Terumo BCT, which has its headquarters in Lakewood, Colorado, is a member of the Terumo Group family of companies owned by the Japanese-based Terumo Corporation. The business is to receive more than £2m of support from Invest NI's jobs fund to create the new positions and £500,000 of R&D support from the agency.

The announcement of new jobs is a shot in the arm for the Larne area, which has suffered in recent times following severe job cuts made by large employers in the town, including Caterpillar.

Making the announcement, First Minister Peter Robinson said the 400 new jobs at Terumo would deliver over £6m in salaries each year.

Troy Deppey of Terumo BCT Inc said: "The capability of the Larne facility is renowned throughout the company and our global markets so I am delighted that, with Invest NI's support, we can grow this facility and really cement our presence here. Global demand for our products is increasing and the R&D activities in particular will enable us to tap into the skills and research base in order to develop new products and processes that will increase competitiveness and maintain our reputation for quality excellence."

Enterprise Minister Arlene Foster added: "The Executive is committed to stimulating growth and creating jobs in order to build a positive future for Northern Ireland. Today's announcement will help us to achieve that objective.
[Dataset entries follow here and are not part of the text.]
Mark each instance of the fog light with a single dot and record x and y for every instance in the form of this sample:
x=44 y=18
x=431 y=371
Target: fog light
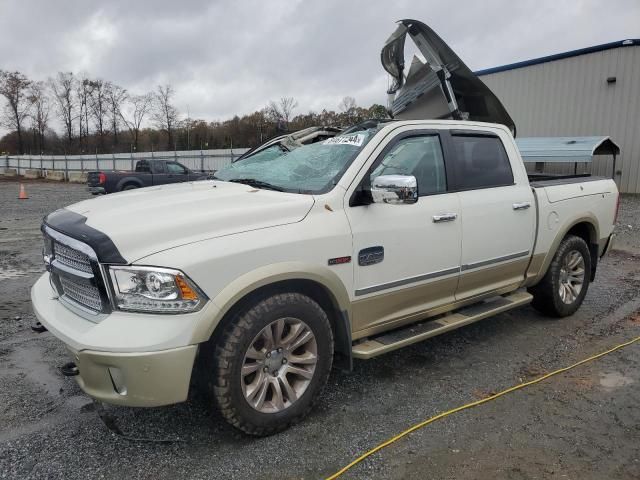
x=117 y=380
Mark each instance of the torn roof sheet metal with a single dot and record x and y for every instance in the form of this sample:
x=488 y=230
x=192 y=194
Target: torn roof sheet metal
x=565 y=149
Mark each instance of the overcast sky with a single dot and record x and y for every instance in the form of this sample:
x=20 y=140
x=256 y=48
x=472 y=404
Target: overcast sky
x=232 y=57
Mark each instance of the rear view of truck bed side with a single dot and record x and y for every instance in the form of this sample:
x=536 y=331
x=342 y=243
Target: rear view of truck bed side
x=585 y=208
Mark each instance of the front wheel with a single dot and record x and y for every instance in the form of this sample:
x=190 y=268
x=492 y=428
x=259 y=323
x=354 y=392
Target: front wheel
x=563 y=288
x=270 y=363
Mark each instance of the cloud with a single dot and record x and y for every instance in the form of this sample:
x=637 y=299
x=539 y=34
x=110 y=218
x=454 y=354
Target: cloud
x=227 y=58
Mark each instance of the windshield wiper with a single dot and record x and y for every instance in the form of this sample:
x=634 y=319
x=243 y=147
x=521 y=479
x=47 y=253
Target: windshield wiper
x=252 y=182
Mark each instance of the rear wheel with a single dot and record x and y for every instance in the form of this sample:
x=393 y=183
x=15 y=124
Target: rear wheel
x=564 y=286
x=270 y=363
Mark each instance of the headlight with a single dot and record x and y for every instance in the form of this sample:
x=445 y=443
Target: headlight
x=154 y=290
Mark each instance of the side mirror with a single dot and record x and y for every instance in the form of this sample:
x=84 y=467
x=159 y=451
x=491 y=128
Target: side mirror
x=395 y=189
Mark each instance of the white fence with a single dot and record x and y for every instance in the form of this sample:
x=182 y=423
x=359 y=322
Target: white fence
x=207 y=160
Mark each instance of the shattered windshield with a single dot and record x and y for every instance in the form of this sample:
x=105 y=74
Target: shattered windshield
x=310 y=169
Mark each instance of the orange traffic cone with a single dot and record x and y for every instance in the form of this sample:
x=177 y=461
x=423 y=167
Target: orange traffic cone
x=23 y=193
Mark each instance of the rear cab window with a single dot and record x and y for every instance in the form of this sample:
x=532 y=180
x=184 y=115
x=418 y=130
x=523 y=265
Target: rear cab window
x=480 y=161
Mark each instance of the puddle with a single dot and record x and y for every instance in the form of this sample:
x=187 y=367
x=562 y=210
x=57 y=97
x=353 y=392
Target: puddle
x=614 y=380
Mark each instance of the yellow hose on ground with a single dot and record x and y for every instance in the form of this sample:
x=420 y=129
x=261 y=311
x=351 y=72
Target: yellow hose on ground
x=424 y=423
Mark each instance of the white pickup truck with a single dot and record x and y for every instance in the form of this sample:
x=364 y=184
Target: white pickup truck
x=348 y=248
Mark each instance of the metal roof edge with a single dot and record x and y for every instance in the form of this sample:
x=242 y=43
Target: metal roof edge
x=559 y=56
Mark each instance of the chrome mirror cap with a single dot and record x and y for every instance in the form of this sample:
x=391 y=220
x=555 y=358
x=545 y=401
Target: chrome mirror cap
x=395 y=189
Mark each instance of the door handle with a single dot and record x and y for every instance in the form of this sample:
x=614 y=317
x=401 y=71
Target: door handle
x=521 y=206
x=445 y=217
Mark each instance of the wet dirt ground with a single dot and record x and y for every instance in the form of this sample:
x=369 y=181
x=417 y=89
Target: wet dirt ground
x=583 y=424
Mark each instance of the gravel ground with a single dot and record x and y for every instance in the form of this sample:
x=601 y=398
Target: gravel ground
x=582 y=424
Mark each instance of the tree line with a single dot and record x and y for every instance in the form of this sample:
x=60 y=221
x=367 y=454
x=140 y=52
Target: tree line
x=99 y=116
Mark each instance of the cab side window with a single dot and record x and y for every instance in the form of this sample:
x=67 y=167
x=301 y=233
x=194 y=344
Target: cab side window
x=419 y=156
x=480 y=162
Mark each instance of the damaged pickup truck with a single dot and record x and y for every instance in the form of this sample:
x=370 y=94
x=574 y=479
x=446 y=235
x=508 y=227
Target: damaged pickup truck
x=351 y=247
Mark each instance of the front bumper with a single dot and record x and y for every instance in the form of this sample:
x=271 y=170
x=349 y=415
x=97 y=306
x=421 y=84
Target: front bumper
x=148 y=379
x=151 y=369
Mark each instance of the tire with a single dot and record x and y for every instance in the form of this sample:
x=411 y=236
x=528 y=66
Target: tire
x=571 y=258
x=243 y=360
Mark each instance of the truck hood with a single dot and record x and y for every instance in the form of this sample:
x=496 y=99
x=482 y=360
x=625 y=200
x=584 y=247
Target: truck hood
x=145 y=221
x=440 y=87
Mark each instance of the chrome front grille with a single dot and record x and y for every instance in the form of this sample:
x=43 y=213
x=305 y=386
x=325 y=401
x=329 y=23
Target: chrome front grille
x=86 y=295
x=75 y=273
x=72 y=258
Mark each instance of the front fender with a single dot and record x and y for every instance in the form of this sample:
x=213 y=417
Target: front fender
x=270 y=274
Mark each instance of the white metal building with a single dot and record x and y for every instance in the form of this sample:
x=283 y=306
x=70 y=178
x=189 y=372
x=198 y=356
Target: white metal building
x=587 y=92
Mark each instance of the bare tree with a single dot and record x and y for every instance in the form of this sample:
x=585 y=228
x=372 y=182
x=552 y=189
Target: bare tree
x=139 y=106
x=40 y=111
x=165 y=115
x=62 y=87
x=14 y=86
x=98 y=106
x=281 y=111
x=348 y=106
x=83 y=92
x=116 y=96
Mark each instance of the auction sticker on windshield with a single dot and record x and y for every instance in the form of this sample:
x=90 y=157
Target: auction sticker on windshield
x=355 y=140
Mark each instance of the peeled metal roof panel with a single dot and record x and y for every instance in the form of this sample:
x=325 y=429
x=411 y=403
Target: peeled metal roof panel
x=565 y=149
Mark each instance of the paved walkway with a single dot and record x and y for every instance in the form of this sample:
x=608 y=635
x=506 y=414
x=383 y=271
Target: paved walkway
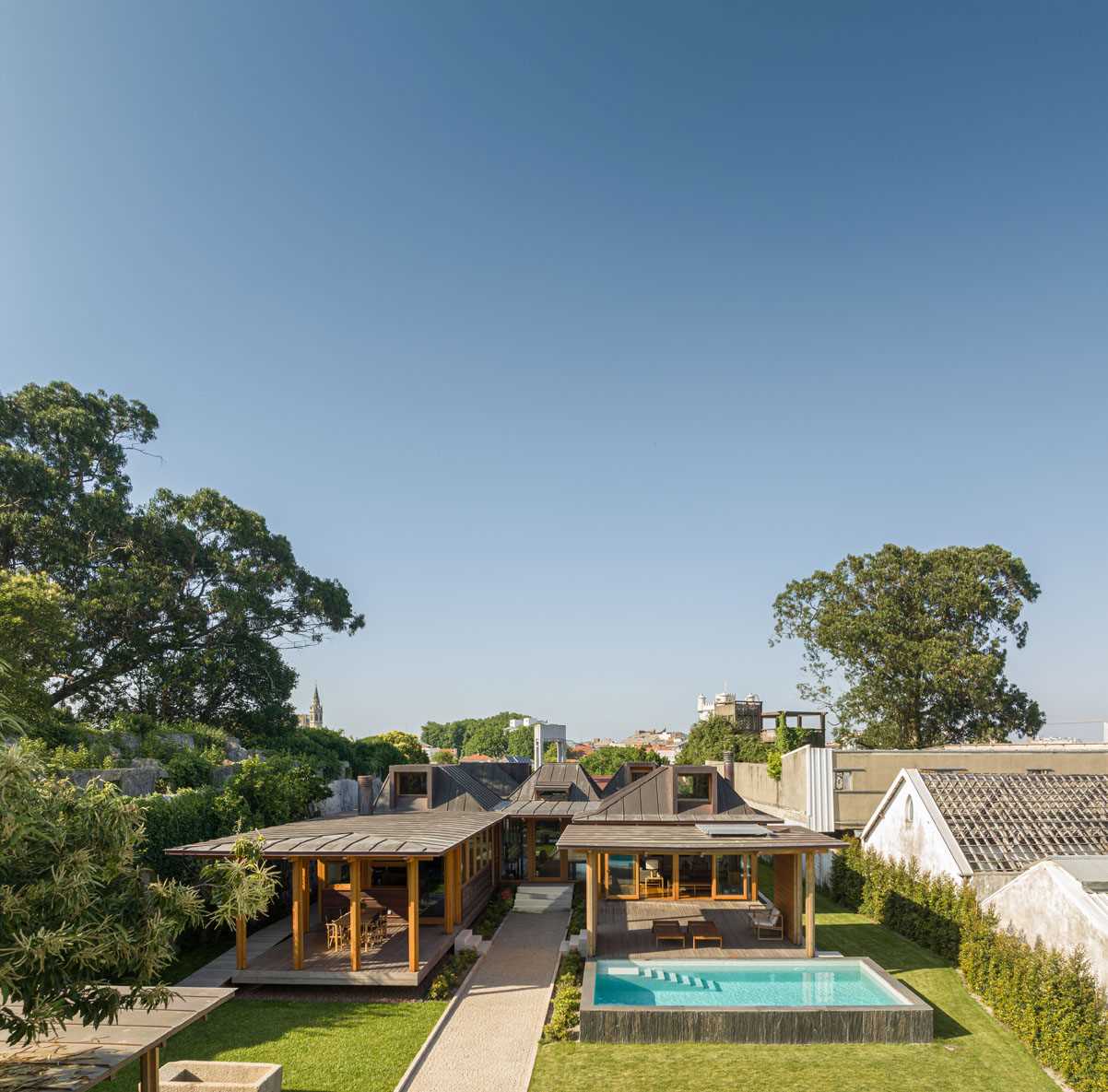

Terumo BCT is a pioneer in the development of blood processing technologies so the new jobs and R&D commitment will reinforce the strength and capability of our life sciences and healthcare sector globally."

The good news was flagged on Tuesday when Japan's prime minister Shinzo Abe spoke at an event in Titanic Belfast for the local leaders of Japanese-owned firms.

Corporations from Japan employ more than 2,000 people in the region and Mr Abe asked Stormont to "continuously offer support" to those companies.

First Minister Peter Robinson said he had accepted an invitation to visit Japan later this year to encourage further trade and investment links.